6.1 Clinical Trials Experience

(Additions and/or revisions are underlined)

VYTORIN

The most commonly reported adverse reactions (incidence greater than or equal to 2% and greater than placebo) in controlled clinical trials were: headache (5.8%), increased ALT (3.7%), myalgia (3.6%), upper respiratory tract infection (3.6%), and diarrhea (2.8%)…

8 Use in Specific Populations

8.5 Geriatric Use

(Additions and/or revisions are underlined)

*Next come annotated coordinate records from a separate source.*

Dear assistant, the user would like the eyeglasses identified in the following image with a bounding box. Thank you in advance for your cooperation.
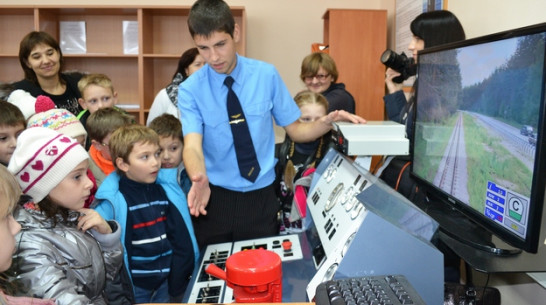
[305,74,330,82]
[85,96,112,105]
[298,117,320,123]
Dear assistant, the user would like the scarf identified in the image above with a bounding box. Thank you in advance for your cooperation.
[89,145,116,176]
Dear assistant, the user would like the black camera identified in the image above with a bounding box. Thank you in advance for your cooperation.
[381,49,417,83]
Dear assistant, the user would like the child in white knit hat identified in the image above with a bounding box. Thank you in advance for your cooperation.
[27,109,106,207]
[8,127,132,304]
[0,165,55,305]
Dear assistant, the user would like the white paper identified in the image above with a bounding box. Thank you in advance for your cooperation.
[59,21,87,54]
[123,20,138,54]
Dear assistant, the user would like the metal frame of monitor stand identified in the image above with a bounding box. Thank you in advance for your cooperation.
[439,197,546,273]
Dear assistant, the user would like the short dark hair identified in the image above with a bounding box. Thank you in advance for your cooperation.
[410,10,466,48]
[173,48,199,80]
[85,107,135,142]
[19,31,64,84]
[300,52,339,83]
[149,113,184,143]
[188,0,235,37]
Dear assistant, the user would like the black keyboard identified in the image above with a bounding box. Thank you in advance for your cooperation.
[315,275,426,305]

… Since advanced age (greater than or equal to 65 years) is a predisposing factor for myopathy, VYTORIN should be prescribed with caution in the elderly. Because advanced age (greater than or equal to 65 years) is a predisposing factor for myopathy, including rhabdomyolysis, VYTORIN should be prescribed with caution in the elderly. In a  clinical  trial of patients treated with simvastatin 80 mg/day, patients greater than or equal to 65 years of age had an increased risk of myopathy…

17 PCI/PI/MG (Patient Counseling Information/Patient Information/Medication Guide)

17 PATIENT COUNSELING INFORMATION

(Additions and/or revisions are underlined)

Advise the patient to read the FDA-approved patient labeling (Patient Information).